Pour les athlètes ayant participé aux Jeux Olympiques, le soi-disant « blues post-olympique » frappe parfois très fort. Lea-Ann Persse précise qu'il est difficile de gérer les attentes professionnelles et les espoirs personnels lorsque les deux commencent à se confondre. Comme, en outre, la victoire est valorisée par-dessus de tout, c'est la recette parfaite pour un désastre assuré.
When things aren’t going well, you question yourself. You wonder if it’s your fault, if it’s acceptable for you to feel this way, like you’re not coping.
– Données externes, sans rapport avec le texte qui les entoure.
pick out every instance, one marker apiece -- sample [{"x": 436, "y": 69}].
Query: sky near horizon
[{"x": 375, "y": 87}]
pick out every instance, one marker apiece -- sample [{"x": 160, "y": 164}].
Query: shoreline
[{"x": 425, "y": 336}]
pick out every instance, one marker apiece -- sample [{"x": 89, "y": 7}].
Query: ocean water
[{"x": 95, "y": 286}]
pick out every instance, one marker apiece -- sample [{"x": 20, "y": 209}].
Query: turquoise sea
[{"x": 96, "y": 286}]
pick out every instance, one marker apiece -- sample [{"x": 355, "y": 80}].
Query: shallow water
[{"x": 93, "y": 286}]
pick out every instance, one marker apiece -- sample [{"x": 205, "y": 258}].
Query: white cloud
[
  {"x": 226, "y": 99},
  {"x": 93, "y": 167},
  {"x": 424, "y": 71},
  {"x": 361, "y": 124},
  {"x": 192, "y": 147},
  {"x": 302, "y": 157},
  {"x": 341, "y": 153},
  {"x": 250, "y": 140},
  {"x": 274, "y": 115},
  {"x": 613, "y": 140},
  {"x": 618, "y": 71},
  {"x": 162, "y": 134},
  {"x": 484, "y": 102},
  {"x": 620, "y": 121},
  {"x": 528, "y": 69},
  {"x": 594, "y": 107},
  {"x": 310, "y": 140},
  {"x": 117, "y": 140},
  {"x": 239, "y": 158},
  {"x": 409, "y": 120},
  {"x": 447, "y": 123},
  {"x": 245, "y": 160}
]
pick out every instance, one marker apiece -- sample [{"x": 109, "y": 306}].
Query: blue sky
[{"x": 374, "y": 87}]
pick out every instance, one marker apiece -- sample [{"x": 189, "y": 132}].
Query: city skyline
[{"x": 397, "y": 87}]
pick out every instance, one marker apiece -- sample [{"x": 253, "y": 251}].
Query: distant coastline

Quand ça ne va pas, vous vous posez des questions. Vous vous demandez si c’est de votre faute, si c'est normal que vous vous sentiez comme ça, comme si vous n'arriviez pas à gérer.
L’ancienne joueuse de hockey sur gazon Sanani Mangisa déplore le manque d’accompagnement qui pourrait aider les athlètes lors de leur retraite sportive, en Afrique du Sud ou partout ailleurs. Les sportifs tentent de rester en contact avec leurs anciens entraîneurs ou mentors pour faciliter cette transition. Malheureusement, cette relation est à sens unique pour nombre d'entre eux, les entraîneurs étant trop occupés pour s'y investir.
If you can inspire one person to be able to come out of their shell and be able to say, ‘This is how I’m feeling,’ the dialogue becomes more open and it becomes a natural thing.
Si vous pouvez inspirer une personne à sortir de sa coquille et à dire : « Voilà comment je me sens », le dialogue s’ouvre et devient quelque chose de naturel.
Sanani Mangisa espérait également que les instances dirigeantes proposeraient davantage d’assistance aux athlètes souhaitant aborder ce sujet de conversation avant leur retraite. Il faut valoriser la participation aux Jeux olympiques, mais il faut également apprécier les expériences valorisantes et les moments de fierté qui adviendront au-delà du cadre sportif.
When we have conferences at World Cups, we need to dedicate a section to mental health. And we all need to listen to each other.
Lorsque des conférences sont organisées lors des coupes du monde, il faut en consacrer une partie à la santé mentale. C’est important d'écouter ce que chacun a à dire.
Dans son livre intitulé S’éveiller d’un rêve : Retrouver une vie normale après une carrière sportive de haut niveau, dont la sortie a été très remarquée en Afrique du Sud, la docteur Kirsten van Heerden a interrogé dix-huit athlètes pratiquant différentes disciplines sportives. L'ouvrage s’intéresse à la façon dont les athlètes professionnels doivent se préparer à une vie après la compétition, et ce même quand ils sont au sommet de leur art. Il serait opportun de chercher à résoudre les problèmes liés à la santé mentale tels qu’ils ont été identifiés, par des personnalités à la fois du sport africain et du sport mondial.